31 May 2008

Short Term Memory Loss or the Rogers Return.

The re-emergence of the two Rogers - Douglas and Kerr - is a dis-quietening reminder that New Zealand appears to suffer from political short term memory loss. These two campaigners for slash & burn economics have crawled out from the shadows to hold forth on the direction the Labour Government has taken the country in since they were consigned to the political scrap heap to claim that they, and only they, have the answers that will guide New Zealand towards the economic nivarna they campaigned for during the 1980s. What both Rogers and their acolytes fail to acknowledge is that the country and economic policy has moved on and that the 90 day focus policies espoused by them have been discredited and, where they were trialled, found wanting.
The economic policies favoured by the Rogers is called “90 day focus” as they were developed in the attempt to solve a perceived problem in the shortest possible time... i.e. before sufficient analysis was done into the possible long term consequences of their implementation.
These policies were based on what Pulitzer prize winning author, Jared Diamond, in his book - Collapse - Why Societies Fail, describes as being where economists rationally attempt to justify irrational focuses to short term problems by “discounting” future profits. They argue that it is better to harvest resources today rather than leave the resource intact on the grounds that the profits from today could be invested and the interest accumulated between now and then could be more valuable than retaining the resource.
This policy relies on the fact that those who may reap the bade consequences that occur in the future from such short term initiatives can’t complain and don’t, at present, vote thus giving the advantage to those who control the government in the present.

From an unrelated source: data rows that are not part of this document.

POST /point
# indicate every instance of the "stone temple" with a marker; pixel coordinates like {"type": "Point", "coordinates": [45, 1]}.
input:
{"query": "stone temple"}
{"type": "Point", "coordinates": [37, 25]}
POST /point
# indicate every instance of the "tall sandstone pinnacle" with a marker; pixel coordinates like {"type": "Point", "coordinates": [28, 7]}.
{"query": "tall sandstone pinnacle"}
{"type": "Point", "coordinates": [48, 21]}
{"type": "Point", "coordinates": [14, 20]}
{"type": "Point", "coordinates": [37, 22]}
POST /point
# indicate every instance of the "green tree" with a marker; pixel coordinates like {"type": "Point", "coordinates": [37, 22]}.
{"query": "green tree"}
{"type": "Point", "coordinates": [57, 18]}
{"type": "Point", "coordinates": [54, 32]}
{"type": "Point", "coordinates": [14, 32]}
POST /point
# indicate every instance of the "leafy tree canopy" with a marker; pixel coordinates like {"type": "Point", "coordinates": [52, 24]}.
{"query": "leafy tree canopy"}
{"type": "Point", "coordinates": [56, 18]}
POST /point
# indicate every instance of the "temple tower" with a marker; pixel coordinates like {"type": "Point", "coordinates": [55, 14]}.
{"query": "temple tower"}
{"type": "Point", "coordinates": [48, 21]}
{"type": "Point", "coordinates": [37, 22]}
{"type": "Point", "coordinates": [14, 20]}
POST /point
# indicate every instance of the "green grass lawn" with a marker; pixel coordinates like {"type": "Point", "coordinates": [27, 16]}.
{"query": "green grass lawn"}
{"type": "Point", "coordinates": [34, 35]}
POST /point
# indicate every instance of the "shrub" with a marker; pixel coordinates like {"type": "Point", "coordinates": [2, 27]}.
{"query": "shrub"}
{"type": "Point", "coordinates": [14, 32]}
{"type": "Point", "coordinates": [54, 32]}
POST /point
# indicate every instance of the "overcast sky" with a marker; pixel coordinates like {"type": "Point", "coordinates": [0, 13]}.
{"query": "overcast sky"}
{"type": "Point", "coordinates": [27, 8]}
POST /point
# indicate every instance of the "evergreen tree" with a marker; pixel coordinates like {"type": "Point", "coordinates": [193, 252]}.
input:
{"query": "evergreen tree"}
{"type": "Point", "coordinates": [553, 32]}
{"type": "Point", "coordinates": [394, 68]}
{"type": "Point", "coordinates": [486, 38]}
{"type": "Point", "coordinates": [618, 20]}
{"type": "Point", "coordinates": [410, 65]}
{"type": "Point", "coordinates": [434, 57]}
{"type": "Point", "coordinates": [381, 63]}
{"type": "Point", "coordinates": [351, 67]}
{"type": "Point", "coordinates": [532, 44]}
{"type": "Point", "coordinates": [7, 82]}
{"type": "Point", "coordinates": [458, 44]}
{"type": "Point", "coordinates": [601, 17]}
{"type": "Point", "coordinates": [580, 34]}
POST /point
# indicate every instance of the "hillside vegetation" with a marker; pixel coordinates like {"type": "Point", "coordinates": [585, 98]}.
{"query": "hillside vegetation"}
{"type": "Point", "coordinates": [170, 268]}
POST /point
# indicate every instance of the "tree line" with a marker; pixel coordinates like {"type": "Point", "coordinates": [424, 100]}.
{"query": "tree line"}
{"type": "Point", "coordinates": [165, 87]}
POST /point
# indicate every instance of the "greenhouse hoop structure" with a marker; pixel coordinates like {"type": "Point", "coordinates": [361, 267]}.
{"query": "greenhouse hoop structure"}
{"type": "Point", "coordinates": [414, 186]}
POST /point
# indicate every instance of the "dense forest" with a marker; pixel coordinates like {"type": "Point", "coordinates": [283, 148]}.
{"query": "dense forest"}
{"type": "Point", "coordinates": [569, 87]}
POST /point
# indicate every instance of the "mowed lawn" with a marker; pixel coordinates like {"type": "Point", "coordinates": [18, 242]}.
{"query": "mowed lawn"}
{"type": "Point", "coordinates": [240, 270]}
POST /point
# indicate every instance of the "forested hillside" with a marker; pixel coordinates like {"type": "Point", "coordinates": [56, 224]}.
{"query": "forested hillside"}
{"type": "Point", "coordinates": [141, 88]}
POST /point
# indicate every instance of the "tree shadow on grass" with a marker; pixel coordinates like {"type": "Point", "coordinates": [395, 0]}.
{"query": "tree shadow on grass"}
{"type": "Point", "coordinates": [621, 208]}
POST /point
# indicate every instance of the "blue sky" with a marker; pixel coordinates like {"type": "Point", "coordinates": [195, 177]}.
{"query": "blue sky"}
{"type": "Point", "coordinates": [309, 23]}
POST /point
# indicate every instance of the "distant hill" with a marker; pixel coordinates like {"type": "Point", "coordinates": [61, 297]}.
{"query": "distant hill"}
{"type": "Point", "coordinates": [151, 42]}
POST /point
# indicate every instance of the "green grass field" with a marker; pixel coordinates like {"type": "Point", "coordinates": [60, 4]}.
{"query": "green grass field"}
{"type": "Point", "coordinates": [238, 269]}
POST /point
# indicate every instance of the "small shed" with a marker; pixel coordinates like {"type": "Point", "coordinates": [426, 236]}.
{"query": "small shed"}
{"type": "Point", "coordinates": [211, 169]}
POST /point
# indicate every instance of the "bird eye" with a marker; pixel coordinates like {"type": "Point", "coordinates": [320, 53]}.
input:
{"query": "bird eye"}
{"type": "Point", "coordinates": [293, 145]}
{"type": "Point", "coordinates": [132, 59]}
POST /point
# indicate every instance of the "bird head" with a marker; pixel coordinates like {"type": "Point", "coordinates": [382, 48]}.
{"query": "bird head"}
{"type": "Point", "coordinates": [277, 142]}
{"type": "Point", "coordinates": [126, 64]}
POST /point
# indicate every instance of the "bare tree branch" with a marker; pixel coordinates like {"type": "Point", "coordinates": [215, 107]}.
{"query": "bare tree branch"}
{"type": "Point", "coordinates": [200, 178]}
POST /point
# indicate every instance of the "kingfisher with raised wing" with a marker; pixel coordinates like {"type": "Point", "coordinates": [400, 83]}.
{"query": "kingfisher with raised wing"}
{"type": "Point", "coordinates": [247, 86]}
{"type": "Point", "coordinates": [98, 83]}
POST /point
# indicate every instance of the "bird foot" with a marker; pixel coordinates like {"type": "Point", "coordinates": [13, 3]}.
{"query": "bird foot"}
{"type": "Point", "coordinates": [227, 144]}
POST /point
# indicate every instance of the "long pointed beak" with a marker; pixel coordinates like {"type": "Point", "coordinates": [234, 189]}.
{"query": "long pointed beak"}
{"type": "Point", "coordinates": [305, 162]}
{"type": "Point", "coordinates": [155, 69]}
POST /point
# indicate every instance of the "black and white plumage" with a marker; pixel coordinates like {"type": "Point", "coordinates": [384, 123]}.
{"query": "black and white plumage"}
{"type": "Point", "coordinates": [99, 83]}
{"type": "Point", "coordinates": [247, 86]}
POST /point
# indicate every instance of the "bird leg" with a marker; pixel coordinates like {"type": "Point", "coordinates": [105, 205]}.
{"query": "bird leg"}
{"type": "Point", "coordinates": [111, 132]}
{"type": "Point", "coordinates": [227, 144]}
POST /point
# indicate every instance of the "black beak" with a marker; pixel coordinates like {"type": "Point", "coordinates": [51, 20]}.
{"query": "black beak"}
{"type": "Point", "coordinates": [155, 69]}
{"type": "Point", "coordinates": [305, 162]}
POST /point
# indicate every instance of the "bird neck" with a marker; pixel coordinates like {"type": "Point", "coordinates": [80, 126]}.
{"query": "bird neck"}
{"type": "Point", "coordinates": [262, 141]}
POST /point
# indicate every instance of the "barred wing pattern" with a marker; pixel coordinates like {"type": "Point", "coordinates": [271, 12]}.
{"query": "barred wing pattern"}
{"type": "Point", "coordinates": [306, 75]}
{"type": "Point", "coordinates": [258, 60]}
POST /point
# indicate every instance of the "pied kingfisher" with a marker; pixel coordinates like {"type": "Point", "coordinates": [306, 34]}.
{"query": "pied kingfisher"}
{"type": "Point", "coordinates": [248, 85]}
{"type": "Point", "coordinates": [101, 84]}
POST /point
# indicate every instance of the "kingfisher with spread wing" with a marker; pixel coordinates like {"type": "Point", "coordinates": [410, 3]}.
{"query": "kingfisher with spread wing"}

For those who don’t suffer from short term memory loss would recall the selling off of Air New Zealand, N.Z. Rail, Telecom and the Electricity industry to private enterprise apparently to encourage long term investment in the country. The results of this policy are self evident... the transport industries were run down, asset stripped until the Government was forced, in the country’s best interest, to buy them back and pump resources into them to ensure progress.
Because of a lack of centralised planning and investment the deregulated and un-coordinated Electricity Industry pleads that it cannot survive without treating the resource as a scarce commodity that means increasing prices in order to ensure high returns to the shareholders while failing to ensure that generating capacity is maintained and increased.
While Telecom set about abusing the virtual monoploy they were given in an effort to stifle the competitors who were meant to encourage Telecom to invest in the infrastructure and keep prices down to the benefit of the consumer. Now, in the only policy officially released by the National Party, Telecom would, under Slippery John, benefit from a taxpayer funded cash injection of $1.5 billion to provide a faster broad-band system with no guarantee that the tax-payer would receive a quantifiable financial return from the private overseas company that owns Telecom.
Let’s all pray that the collective memory of the demonstrable failure of the Rogers’ economic policies returns and that those who espouse them are subject to intense and critical scrutiny before image gets in the way of substance during this election year.